Anaplasma phagocytophilum surface protein AipA mediates invasion of mammalian host cells.

Cell Microbiol 2014 Aug 3;16(8):1133-45. Epub 2014 Apr 3.

Department of Microbiology and Immunology, Virginia Commonwealth University School of Medicine, Richmond, Virginia, USA.

Anaplasma phagocytophilum, which causes granulocytic anaplasmosis in humans and animals, is a tick-transmitted obligate intracellular bacterium that mediates its own uptake into neutrophils and non-phagocytic cells.

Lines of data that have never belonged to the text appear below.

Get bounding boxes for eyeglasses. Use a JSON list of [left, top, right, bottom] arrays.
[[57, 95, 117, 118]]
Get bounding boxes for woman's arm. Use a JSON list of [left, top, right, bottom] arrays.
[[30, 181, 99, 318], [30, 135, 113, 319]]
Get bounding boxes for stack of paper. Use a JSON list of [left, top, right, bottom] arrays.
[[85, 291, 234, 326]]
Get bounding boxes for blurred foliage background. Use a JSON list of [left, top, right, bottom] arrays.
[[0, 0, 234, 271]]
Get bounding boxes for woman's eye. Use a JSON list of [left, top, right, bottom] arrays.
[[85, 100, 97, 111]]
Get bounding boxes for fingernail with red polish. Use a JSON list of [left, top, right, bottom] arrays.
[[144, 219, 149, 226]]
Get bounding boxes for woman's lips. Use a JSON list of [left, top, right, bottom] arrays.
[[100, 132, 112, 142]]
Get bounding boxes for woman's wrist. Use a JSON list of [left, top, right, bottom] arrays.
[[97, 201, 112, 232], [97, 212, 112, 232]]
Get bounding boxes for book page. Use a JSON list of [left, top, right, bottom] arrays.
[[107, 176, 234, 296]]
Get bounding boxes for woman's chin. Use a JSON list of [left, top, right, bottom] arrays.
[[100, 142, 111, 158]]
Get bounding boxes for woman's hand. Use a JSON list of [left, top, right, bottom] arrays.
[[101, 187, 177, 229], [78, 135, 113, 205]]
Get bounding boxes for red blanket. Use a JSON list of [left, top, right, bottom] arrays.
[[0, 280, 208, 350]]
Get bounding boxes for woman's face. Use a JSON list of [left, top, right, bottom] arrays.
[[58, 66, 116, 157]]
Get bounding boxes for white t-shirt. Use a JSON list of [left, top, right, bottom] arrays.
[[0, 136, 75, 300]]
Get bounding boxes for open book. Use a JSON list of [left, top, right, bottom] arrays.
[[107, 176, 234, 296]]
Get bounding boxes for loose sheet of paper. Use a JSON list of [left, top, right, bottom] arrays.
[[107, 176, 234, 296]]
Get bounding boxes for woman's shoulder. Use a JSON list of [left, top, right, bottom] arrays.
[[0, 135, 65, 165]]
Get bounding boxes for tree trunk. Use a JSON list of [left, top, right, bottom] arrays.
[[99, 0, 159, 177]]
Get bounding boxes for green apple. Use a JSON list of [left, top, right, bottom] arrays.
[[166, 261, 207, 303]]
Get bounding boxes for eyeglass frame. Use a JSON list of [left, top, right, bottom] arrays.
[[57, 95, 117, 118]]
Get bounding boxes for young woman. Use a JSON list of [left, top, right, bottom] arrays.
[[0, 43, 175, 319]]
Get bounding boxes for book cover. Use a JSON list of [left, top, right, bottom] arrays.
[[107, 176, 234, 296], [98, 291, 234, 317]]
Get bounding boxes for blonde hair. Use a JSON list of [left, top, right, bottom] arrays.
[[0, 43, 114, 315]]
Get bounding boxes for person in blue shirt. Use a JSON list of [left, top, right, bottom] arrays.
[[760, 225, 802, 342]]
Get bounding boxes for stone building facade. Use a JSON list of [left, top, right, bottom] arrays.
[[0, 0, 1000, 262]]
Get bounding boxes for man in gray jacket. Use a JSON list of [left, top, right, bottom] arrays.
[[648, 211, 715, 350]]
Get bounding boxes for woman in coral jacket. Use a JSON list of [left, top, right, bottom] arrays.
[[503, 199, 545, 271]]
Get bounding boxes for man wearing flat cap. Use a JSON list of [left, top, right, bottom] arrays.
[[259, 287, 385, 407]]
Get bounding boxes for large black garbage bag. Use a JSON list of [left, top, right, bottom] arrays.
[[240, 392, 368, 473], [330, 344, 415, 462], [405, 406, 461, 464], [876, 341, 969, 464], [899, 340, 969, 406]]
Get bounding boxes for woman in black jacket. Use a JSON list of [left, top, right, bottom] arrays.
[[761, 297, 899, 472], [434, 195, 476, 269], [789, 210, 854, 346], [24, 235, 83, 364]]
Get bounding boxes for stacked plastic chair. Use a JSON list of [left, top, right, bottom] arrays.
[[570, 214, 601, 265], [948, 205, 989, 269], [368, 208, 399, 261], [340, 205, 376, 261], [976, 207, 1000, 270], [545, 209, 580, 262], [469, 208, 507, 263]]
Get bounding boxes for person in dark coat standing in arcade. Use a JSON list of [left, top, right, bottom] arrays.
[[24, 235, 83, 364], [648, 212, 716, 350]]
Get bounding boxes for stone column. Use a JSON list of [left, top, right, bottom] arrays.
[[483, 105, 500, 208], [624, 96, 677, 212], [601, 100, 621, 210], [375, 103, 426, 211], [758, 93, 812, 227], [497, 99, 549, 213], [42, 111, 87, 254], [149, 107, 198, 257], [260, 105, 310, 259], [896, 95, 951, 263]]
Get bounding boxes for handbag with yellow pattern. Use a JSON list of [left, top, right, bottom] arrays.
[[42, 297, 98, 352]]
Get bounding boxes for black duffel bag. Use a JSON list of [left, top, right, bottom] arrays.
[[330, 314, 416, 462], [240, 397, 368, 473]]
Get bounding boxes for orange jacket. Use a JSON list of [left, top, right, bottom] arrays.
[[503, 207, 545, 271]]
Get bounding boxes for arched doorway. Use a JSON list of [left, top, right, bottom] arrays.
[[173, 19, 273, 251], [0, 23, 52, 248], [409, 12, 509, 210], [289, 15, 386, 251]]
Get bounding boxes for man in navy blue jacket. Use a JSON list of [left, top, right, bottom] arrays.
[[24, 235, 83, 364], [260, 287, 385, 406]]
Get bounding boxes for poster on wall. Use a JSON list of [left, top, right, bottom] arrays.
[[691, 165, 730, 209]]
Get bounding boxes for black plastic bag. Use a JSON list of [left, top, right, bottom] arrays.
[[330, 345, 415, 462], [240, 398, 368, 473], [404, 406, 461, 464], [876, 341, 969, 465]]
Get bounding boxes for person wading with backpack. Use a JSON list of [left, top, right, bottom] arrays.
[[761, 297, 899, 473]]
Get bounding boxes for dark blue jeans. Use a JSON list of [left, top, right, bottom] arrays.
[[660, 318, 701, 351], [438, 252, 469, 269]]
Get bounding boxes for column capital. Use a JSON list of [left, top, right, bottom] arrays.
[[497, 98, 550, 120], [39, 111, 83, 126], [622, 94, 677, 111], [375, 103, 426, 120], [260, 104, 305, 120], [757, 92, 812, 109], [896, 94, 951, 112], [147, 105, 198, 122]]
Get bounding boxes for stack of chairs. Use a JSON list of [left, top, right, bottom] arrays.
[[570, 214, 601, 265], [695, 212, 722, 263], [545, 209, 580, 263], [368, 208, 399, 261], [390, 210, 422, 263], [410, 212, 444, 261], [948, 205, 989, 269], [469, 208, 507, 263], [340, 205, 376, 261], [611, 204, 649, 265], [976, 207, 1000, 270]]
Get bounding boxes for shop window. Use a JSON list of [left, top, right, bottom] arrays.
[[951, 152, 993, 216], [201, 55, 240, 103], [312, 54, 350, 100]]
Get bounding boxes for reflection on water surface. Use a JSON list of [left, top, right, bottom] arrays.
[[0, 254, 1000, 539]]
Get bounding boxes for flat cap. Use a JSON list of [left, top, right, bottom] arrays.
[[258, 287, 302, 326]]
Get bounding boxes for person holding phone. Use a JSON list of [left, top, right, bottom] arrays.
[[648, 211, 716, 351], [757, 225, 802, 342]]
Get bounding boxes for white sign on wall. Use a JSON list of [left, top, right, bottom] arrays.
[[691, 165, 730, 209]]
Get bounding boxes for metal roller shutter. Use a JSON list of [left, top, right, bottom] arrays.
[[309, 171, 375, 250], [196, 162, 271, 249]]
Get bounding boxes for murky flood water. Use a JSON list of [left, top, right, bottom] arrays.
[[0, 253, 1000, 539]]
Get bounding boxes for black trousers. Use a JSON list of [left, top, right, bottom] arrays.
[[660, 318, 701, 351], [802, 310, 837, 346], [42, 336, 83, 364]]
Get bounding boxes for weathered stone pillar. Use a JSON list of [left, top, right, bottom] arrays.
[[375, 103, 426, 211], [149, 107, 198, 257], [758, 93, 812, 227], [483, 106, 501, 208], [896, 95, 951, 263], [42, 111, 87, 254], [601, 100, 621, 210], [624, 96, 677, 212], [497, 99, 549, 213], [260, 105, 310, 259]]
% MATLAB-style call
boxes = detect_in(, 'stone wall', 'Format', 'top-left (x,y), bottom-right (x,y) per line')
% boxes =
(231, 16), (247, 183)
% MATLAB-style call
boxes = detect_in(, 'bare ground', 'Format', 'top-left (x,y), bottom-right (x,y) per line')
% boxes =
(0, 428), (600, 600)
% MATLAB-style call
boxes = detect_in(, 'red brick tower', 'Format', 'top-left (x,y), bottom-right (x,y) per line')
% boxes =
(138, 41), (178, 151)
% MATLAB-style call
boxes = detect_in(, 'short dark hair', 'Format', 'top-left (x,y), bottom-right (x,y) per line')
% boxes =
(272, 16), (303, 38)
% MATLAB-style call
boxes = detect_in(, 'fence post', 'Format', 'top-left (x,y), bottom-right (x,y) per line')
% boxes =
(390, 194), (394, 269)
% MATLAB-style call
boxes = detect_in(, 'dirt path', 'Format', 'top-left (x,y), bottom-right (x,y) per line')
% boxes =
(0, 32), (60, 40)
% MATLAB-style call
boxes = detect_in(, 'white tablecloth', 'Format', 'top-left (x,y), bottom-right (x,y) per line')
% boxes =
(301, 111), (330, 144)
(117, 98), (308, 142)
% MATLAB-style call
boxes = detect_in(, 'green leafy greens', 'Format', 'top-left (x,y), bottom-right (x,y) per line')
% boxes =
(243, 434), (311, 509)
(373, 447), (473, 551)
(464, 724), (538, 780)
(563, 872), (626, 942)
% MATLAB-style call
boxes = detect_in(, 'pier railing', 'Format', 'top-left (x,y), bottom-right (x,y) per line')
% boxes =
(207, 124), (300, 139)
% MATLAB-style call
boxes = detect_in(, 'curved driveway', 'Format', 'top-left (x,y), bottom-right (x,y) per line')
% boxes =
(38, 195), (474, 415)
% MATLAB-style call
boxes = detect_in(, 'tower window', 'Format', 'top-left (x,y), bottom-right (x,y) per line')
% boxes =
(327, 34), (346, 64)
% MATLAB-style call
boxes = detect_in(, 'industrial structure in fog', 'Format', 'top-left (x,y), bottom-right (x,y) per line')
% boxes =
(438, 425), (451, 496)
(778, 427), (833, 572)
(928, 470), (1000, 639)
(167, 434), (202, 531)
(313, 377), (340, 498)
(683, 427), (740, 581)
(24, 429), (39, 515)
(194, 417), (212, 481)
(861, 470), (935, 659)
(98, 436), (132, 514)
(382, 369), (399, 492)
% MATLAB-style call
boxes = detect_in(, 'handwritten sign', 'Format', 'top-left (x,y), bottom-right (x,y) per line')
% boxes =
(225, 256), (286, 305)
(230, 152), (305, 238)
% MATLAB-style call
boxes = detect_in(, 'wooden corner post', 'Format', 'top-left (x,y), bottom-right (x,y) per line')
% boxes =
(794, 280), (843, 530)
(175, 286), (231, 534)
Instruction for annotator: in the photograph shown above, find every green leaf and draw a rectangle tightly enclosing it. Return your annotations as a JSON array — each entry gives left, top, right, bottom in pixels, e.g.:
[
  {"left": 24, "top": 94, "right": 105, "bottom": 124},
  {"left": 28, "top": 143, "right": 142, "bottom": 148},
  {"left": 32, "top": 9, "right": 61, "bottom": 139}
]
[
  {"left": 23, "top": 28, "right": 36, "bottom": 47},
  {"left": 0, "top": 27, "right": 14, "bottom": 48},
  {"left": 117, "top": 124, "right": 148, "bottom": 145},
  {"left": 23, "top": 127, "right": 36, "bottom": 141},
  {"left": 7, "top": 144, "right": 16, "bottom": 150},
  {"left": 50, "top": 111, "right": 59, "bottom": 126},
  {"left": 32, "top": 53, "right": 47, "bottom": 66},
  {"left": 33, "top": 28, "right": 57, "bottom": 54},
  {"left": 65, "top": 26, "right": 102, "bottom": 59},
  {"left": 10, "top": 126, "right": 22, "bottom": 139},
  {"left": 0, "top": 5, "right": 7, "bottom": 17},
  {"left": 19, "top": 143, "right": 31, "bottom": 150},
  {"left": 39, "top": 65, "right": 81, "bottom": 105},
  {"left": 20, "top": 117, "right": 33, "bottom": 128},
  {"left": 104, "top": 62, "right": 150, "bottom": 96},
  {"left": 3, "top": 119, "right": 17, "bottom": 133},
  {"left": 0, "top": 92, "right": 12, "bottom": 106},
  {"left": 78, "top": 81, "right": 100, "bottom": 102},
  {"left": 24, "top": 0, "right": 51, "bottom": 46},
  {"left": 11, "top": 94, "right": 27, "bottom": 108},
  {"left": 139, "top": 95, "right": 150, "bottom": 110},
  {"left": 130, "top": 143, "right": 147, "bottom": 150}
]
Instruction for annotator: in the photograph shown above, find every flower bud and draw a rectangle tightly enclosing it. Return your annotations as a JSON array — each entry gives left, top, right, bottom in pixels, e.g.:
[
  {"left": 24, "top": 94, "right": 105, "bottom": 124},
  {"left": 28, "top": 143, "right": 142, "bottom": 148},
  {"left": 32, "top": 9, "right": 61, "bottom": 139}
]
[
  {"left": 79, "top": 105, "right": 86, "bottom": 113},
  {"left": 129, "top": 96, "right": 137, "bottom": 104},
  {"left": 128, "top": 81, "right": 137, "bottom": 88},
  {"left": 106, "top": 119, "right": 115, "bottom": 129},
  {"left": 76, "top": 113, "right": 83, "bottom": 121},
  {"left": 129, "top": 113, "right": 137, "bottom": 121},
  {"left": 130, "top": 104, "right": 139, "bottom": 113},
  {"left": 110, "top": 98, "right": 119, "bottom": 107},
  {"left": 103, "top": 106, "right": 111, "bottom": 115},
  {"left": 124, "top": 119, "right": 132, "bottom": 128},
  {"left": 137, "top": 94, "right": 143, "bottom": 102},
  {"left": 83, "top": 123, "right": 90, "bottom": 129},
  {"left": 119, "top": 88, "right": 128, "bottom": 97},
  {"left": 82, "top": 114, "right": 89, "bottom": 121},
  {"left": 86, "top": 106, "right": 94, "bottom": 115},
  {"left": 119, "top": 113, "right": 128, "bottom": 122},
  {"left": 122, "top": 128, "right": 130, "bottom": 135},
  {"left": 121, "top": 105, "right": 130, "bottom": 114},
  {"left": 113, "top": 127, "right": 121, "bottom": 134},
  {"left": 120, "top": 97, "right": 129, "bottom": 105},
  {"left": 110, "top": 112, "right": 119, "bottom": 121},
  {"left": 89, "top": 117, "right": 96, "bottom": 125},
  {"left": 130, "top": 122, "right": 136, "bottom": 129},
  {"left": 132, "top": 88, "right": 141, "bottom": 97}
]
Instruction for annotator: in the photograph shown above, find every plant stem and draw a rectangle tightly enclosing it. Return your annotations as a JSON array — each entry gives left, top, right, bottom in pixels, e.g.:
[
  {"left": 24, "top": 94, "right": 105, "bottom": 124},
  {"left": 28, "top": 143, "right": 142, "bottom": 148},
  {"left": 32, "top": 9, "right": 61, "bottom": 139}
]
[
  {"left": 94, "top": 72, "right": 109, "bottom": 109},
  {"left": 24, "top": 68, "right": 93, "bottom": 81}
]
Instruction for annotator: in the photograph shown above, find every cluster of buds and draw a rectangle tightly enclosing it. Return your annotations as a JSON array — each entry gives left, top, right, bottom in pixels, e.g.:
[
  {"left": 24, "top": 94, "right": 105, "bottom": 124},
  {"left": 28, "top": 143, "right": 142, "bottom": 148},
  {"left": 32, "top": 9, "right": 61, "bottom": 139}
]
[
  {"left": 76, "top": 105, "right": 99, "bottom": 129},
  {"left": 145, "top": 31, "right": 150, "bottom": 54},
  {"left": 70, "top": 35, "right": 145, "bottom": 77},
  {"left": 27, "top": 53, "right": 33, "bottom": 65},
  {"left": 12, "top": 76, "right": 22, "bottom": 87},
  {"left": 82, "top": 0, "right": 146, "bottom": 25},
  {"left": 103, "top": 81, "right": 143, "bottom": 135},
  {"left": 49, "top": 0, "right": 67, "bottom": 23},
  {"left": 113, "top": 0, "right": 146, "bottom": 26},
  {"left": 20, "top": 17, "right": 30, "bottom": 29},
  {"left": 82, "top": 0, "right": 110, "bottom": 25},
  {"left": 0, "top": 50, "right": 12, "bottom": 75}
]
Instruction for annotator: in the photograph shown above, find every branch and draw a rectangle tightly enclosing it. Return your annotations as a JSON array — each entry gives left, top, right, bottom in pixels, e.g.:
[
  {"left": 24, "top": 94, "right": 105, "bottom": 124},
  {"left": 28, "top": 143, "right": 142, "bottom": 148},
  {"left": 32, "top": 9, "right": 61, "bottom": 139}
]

Invasins of obligate intracellular pathogens are attractive targets for protecting against or curing infection because blocking the internalization step prevents survival of these organisms. The complement of A. phagocytophilum invasins is incompletely defined. Here, we report the significance of a novel A. phagocytophilum invasion protein, AipA. A. phagocytophilum induced aipA expression during transmission feeding of infected ticks on mice. The bacterium upregulated aipA transcription when it transitioned from its non-infectious reticulate cell morphotype to its infectious dense-cored morphotype during infection of HL-60 cells. AipA localized to the bacterial surface and was expressed during in vivo infection. Of the AipA regions predicted to be surface-exposed, only residues 1 to 87 (AipA1-87 ) were found to be essential for host cell invasion. Recombinant AipA1-87 protein bound to and competitively inhibited A. phagocytophilum infection of mammalian cells. Antiserum specific for AipA1-87 , but not other AipA regions, antagonized infection. Additional blocking experiments using peptide-specific antisera narrowed down the AipA invasion domain to residues 9 to 21. An antisera combination targeting AipA1-87 together with two other A. phagocytophilum invasins, OmpA and Asp14, nearly abolished infection of host cells. This study identifies AipA as an A. phagocytophilum surface protein that is critical for infection, demarcates its invasion domain, and establishes a rationale for targeting multiple invasins to protect against granulocytic anaplasmosis.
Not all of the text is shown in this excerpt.